Founded in 1967, Rivercrest buys, owns and manages shopping centers, office buildings, apartment buildings and self-storage facilities in the eastern U.S. The company’s 85 existing and under-construction properties — primarily retail centers — total more than 5 million square feet.
Two to start
In Winston-Salem, the 558-unit, climate-controlled LockBox facility purchased by Rivercrest occupies 70,962 square feet in a converted grocery store. Gaines said the property was in lease-up mode when his company bought it, and the facility “continues to lease very well.”
In Greenville, Rivercrest is building a three-story Class A facility with 694 units. The project will encompass 61,555 rentable square feet. Completion is set for the spring of 2018.
Gaines said that aside from the Winston-Salem and Greenville facilities, Rivercrest is looking for acquisition, development and retrofit opportunities across the Southeast.
“We hope to build a portfolio of quality self-storage assets in markets where our feasibility analysis substantiates a healthy supply-and-demand condition,” he said.
Timing the market
Supply-and-demand equilibrium is a key concern for self-storage operators and developers around the country.
“I see the major headwinds in the self-storage business to be oversupply in some areas and the popularity of this asset class for developers and investors,” Gaines said. “This has led to overheated markets in some areas of the country.”
As Rivercrest cautiously forges ahead with self-storage acquisition and development, another North Carolina-based self-storage operator is “pumping the brakes” on expansion plans.
Greensboro, NC, real estate developer Roy Carroll, principal of The Carroll Cos., told the Greensboro News & Record that he’s scaling back growth of the Bee Storage brand because he thinks the self-storage industry is overbuilt in some markets. For instance, he’s decided to scrap a project that had been slated for a 4-acre site in his hometown.
“I think there’s a lot of individuals that have jumped into the self-storage business in the last 18 months,” Carroll said, “and we’re seeing a lot of market saturation.”
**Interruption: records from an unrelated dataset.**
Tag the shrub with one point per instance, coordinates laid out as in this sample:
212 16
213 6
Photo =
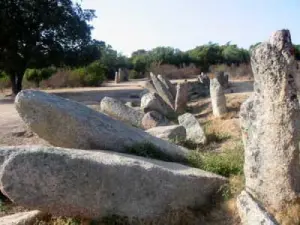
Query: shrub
226 163
37 75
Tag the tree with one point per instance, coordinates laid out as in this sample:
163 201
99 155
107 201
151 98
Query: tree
41 33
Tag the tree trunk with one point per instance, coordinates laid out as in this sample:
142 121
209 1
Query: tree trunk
16 82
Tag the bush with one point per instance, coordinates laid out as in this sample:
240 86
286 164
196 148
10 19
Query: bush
37 75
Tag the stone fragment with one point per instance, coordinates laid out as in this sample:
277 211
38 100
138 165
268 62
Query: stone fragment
194 131
97 184
154 119
218 99
169 133
69 124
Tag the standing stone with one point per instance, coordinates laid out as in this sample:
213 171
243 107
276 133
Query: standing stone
22 218
218 99
117 80
169 133
270 122
154 119
153 102
162 91
181 99
116 109
69 124
89 184
194 131
165 81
In the newspaper interview, Carroll pegged his company’s projected investment in the self-storage industry at more than $250 million.
Avoiding oversupplied areas
Since entering the self-storage sector in 2014, Carroll’s company has opened four facilities, all of which are in North Carolina. The Bee Storage website shows 27 other facilities are “coming soon” in North Carolina, South Carolina, Tennessee, Texas and Virginia, but it’s unclear how many of those remain in the pipeline.
Gaines said the sentiments expressed by Carroll are why Rivercrest is being selective about where to buy and build, with just two assets in its self-storage portfolio thus far. Rivercrest’s due diligence seeks to identify and avoid oversupplied markets, he said.
“Of course, determining when a market is oversupplied or will be in the future is a complicated venture,” Gaines said. “Like most real estate investments, self-storage is a local business, and some markets have more supply than they will be able to absorb for some time.”